Steve waits for Tony to elaborate, but all that happens is Tony lets go of Steve to stick his hands in his own pockets.

“I’d like to get to know you,” Tony says. “You know- when I’m not paying you to drive me around the city.”

Steve blinks at him. “I can drive other people.”

“Yeah?”

“If that’s what it takes for you to ask me out, sure,” Steve says, and instantly regrets it. “I mean- would you be-?” He gestures between them to indicate the Not-Kissing that had just occurred. “I’m just not sure where we’re at,” he finishes.

Tony winces again. He reaches up to rub a hand through the back of his hair, then his face twists further. He brings his hand out so he can look at it. “Fuck, is that coffee? Is there coffee in my hair?”

Steve examines his palm. “Looks like it.”

“Fuck,” Tony says again, wiping it on his shirt. “I’m so glad this is where we’re having this conversation, by the way. I’ve never looked so appealing.”

“I’ve drawn you when you looked worse.”

Tony pauses in cleaning his fingers on his shirt. “You’ve drawn me?”

“Maybe once or twice.”

Tony’s fingers flex unconsciously in his shirt. Steve watches them and thinks back to the pages he has of Tony’s hands.

Steve sucks in a breath, lets it out quietly. “So, to clear this up- you  _are_  asking me out?”

“Yes,” Tony says immediately.

Steve nods. “Okay. I don’t- I don’t tend to date much, but-”

He stops himself from saying  _for you, I’ll give it a try_. Instead he says, “Okay,” again.

Tony smiles. It’s fleeting, there and gone like he isn’t sure what to do with it once it blooms on his face. Then he’s leaning in- hesitating just enough for Steve to give a miniscule nod- pressing their mouths together.

Steve thinks it’s meant to be a continuation of Tony’s apology for filching out on the kiss earlier, but somewhere in the middle of this kiss it turns deeper. Tony’s hands find Steve’s hair and tangle through it.

Steve lets himself get lost in it for a while before exhaustion starts tugging at his bones. He pulls back reluctantly. “Not that this isn’t nice, but I’m really tired. It’s-” He checks his watch. “2 am.”

“Oh god, same.” Tony’s fingers skim the back of Steve’s neck. Steve can feel him ghosting his nails over the end of his hairline. “Shelve the takeout for another time?”

Steve considers this. “Or we could eat it in front of bad infomercials and fall asleep on the couch.”

Tony gives Steve a look and Steve thinks about taking it back- he’s never been the most exciting guy in the world, he knows that, but-

“Sounds good,” Tony says, and Steve can’t find any kind of insincerity in Tony’s voice.

 

 

 

 

 

Tony falls asleep before he does, around about the time Steve is regretting their decision to fall asleep on the couch.

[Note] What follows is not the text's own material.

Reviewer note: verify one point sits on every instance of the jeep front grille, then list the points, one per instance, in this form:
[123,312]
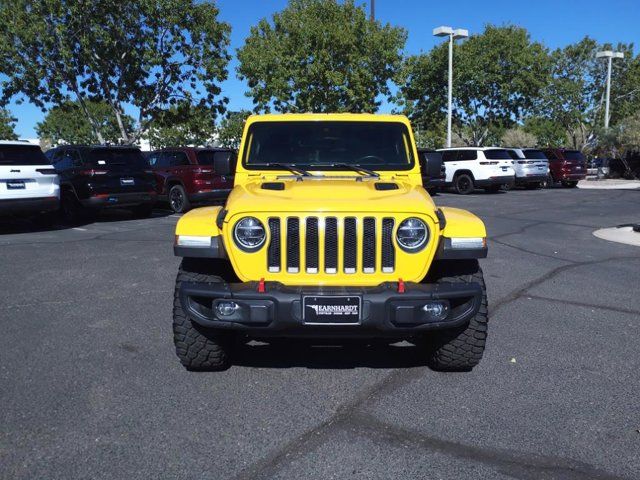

They’re going to wake up cursing their joints tomorrow.

Still, Steve can’t bring himself to wake Tony up to suggest they move anywhere else. The takeout sits mostly-empty along with the rest of the boxes, Tony snores quietly into Steve’s chest, and Steve feels a haze of contentment settle over him as sleep drags him under.

**Author's Note:**

> This is something I wrote a few years ago, I'm posting it on a03 for a friend. Enjoy!